La diminution des revenus fait que moins de personne ont les moyens d’aller voir leur médecin ou de s’acheter des médicaments. En outre, beaucoup craignent que la crise porte un coup à la santé nutritionnelle dans une grande partie de l’Europe.
De plus en plus de familles consomment des produits de mauvaise qualité moins onéreux. Des experts dans les pays du sud de l’Europe disent que la crise ne fait qu’empirer une situation déjà mauvaise. En Italie, par exemple, plus de 13% de la population disent acheter de la nourriture moins chère et de qualité inférieure faute d’argent. Les ventes des magasins discount ont augmenté de 1,2% l’année dernière selon un récent rapport de l’agence nationale des statistiques.
Quant aux vacances, d’après le baromètre Ipsos-Europe Assistance, plus de 40% des européens n'ont plus les moyens de partir en congé, un chiffre en forte augmentation, particulièrement chez les espagnols, les italiens et les anglais qui ressentent fortement les effets de la crise. Parmi ceux qui partent en vacances, les dépenses sont limitées et le budget devient l’élément principal à prendre en compte. Ils préfèrent les courts séjours et plus d’un tiers d’entre eux partent une semaine voire moins. Près de la moitié restent dans leur pays(4).
Changement des modes de consommation
Face à la crise, les européens sont devenus plus économes. Ils réfléchissent deux fois avant de dépenser leur argent, ils comparent les prix et ils attendent les soldes et les promotions de pied ferme. Un sondage récent indique clairement que le contexte économique incite les consommateurs européens à changer leurs habitudes de consommation. Ils font davantage appel aux techniques alternatives comme la location, le faire soi-même, le partage, l’échange non marchand, l’achat groupé ou même le marché d’occasion.
Les européens sont 52% à envisager de recourir aux réseaux d’échanges de produits et des services dans les prochains mois plutôt que payer. Le système de partage pour un produit ou un service tend également à se développer. C’est le cas du covoiturage pratiqué par 10% des consommateurs et qui en intéresse 20%. De la même manière, l’achat d’occasion n’est plus considéré comme une pratique honteuse, mais bien au contraire est devenu à la mode et favorisé comme un achat malin.
Selon l’observatoire Cetelem, 59% des européens achètent des produits usagés et sont 68% à déclarer qu’ils le feront autant, voire plus, dans les années à venir(5).

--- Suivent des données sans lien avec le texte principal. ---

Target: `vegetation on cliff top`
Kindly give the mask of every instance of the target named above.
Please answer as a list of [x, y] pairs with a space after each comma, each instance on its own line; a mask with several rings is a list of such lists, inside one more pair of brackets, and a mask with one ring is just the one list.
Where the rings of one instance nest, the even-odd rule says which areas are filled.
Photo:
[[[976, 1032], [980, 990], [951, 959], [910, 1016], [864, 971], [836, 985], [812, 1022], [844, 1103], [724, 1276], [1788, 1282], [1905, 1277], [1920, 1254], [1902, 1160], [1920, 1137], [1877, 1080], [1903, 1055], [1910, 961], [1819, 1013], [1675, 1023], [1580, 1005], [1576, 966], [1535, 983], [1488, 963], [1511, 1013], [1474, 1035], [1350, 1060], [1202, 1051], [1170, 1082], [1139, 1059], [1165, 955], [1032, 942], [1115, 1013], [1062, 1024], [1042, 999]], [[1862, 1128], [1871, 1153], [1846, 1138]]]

Les chiffres démontrent que la majorité des entreprises de dépôt-vente d’articles de seconde main ont vu leurs chiffres d’affaire augmenter de manière conséquente depuis 2007. L’internet n’échappe pas à cette tendance. Des centaines d’échanges et de ventes à petits prix de vêtements, électroménagers, meubles et autres biens se multiplient sur le web grâce à des sites comme eBay et Troc.com qui connaissent un succès grandissant.

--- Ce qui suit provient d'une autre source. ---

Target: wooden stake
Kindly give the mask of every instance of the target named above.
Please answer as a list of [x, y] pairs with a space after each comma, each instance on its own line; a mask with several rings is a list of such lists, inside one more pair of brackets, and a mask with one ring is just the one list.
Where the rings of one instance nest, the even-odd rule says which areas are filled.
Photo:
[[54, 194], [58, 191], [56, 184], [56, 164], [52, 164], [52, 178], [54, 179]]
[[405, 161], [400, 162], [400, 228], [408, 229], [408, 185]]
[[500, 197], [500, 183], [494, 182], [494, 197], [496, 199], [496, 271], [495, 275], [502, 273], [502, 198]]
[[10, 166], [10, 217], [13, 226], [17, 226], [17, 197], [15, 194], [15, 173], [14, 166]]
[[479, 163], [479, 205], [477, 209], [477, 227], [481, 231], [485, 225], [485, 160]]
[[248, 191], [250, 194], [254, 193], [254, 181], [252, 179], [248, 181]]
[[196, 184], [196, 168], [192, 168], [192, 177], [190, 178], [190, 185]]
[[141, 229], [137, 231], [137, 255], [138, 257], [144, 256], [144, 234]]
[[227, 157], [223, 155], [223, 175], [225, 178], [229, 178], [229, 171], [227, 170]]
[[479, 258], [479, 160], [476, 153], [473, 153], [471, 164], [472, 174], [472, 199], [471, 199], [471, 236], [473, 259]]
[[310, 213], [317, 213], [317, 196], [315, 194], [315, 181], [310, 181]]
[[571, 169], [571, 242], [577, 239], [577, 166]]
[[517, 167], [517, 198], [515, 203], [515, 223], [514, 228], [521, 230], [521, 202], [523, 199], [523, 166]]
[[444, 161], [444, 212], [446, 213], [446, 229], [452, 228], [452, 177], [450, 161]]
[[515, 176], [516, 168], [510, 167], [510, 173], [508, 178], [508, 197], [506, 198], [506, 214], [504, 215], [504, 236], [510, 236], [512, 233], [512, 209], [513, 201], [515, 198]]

Les européens ressentent un malaise face au consumérisme et aux conséquences dramatiques de la société industrielle. Des économistes et militants mettent en avant l’idée de la décroissance comme une alternative au capitalisme, une société libérée de l’économie et fondée sur la justice sociale et une possibilité de faire un autre choix de vie que le « travailler plus pour gagner plus et consommer plus».
Ces nouveaux comportements constituent – ils une menace pour les modèles économiques et sociales existants ?
Jehane Hindi
(1) L’édition 2013 de l’observatoire Cetelem(le site de veille et de recherche sur les comportements et les choix de consommation des européens), 07/02/2013.

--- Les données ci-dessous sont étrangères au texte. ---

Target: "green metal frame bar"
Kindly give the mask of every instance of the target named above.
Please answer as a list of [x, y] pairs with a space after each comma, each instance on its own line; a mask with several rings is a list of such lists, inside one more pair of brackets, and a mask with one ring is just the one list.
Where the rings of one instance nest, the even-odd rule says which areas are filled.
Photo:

(2) Dominique Michel, administrateur délégué de la fédération du Comeos for commerce and services, 19/04/2013.
(3) Insee (l’institut national de la statistique et des études économiques), 15/05/2013.
(4) Sondage réalisé par Ipsos pour Europ Assistance entre le 13 février et le 26 mars 2012.
(5) Sondage réalisée à l’échelle de la consommation européenne, 31/03/2013.